BTW I received a book to review that teaches computer arithmetic by programming a calculator. It’s at home, but I can post a reference if anyone cares.
I should note that the motorola 68000 series of CPUs are general purpose chips used in a few desktop computers, including the original Apple Macintosh.
If we’re talking chips with FPU’s in them, like the Pentium, then calculation methods get real interesting. Take division. It doesn’t work like the longhand division algorithm we learned in school.
In the Pentium FPU, it starts with a lookup table, and then the answer is made gradually more accurate by an iterative method that takes a guess, does the corresponding multiplication, and then tests how far to go in which direction to get closer. I think I remember that they used Newton’s method. This is embarrasing, but I think some of the methods actually require division themselves, so they are obviously not a way to do this - and am confused on this point. But in any case it’s interesting that they use iterative methods rather than the algorithms we use.
Intel has a great deal of literature about what happens inside the FPU. Also, it’s not hard to program it in assembly - it has an 8 register revolving stack, and the registers hold 80-bit IEEE floats. If you keep your numbers inside the FPU for all the steps of your calculation you get better than the 64 bit IEEE double-precision accuracy that you get if you bring the numbers back out into main memory (though there is a somewhat klunky way of dealing with the 80 bit numbers outside the FPU).
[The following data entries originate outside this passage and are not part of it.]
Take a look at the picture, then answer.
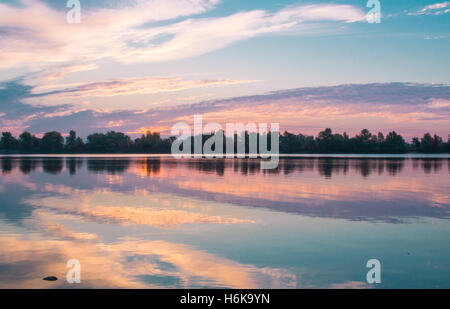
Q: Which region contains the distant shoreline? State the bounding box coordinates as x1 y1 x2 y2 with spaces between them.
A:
0 153 450 160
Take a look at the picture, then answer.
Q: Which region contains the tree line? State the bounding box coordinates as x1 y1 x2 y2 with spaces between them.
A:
0 128 450 154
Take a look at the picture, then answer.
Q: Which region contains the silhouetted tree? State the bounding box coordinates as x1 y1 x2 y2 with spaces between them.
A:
64 130 84 152
41 131 64 152
19 131 34 152
0 132 19 151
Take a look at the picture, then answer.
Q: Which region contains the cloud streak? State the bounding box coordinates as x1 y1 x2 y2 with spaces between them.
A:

29/7 is about 4.142857142857142857142857142857142857142857142857142857142857142857142857142857142857142857142857142857142857142857142857142857142857142857142857142857142857142857142857142857142857142857142857142857142857142857142857142857142857142857142857142857142857142857142857142857142857142857142857142857142857142857142857142857142857142857142857142857142857142857142857142857142857142857142857142857142857142857142857142857142857142857142857142857142857142857142857142857142857142857142857142857142857142857142857142857142857142857142857142857142857142857142857142857142857142857142857142857142857142857142857142857142857142857142857142857142857142857142857142857142857142857142857142857142857142857142857142857142857142857142857142857142857142857142857142857142857142857142857142857142857142857142857142857142857142857142857142857142857142857142857142857142857142857142857142857142857142857142857142857142857142857142857142857142857142857142857142857142857142857142857142857142857142857142857142857142857143, and it is a nice pattern.
It’s a debatable point even among people with lots of experience building CPUs, as we saw in the CISC vs. RISC debate in the 1980s/early 1990s.
(End result? Either RISC won by becoming CISC on the outside, or CISC won by becoming RISC on the inside.)
I was all set to correct you, seeing as how I learned it as Newton-Raphson, but then I found this cite which has this to say:
Sometime back (ack, about 13 years now) I had need to do decimal division with greater precision than allowed by long doubles, so I implemented a division function in C with 38 digits of precision using Newton-Raphson. Good times.
My first post was eaten; I just wanted to point out that computers & calculators need not electronic at all. The digital ones would be the same at the logic level, though, so it’s essentially the same (except that an adder is really big instead of a few microns in size ).
As for symbolic integration, I’m not entirely knowledgeable on it, but it generally involoves an algorithm that simplifies the formula into a consistent standard form, which can then be run through another algorithm in a straightforward way. It’s not uncommon in both symbolic & numeric methods to, say, find a polynomial form of the formula.
I’m not really familiar with how programs do symbolic integration, but if I had to guess, I’d say that the program knows the basic rules of integration (i.e., it’s a linear operator, powers behave a certain way, integration by parts, the chain rule, etc.) and that it has lookups for some of the more exotic functions. How they get it to run fast is another story entirely.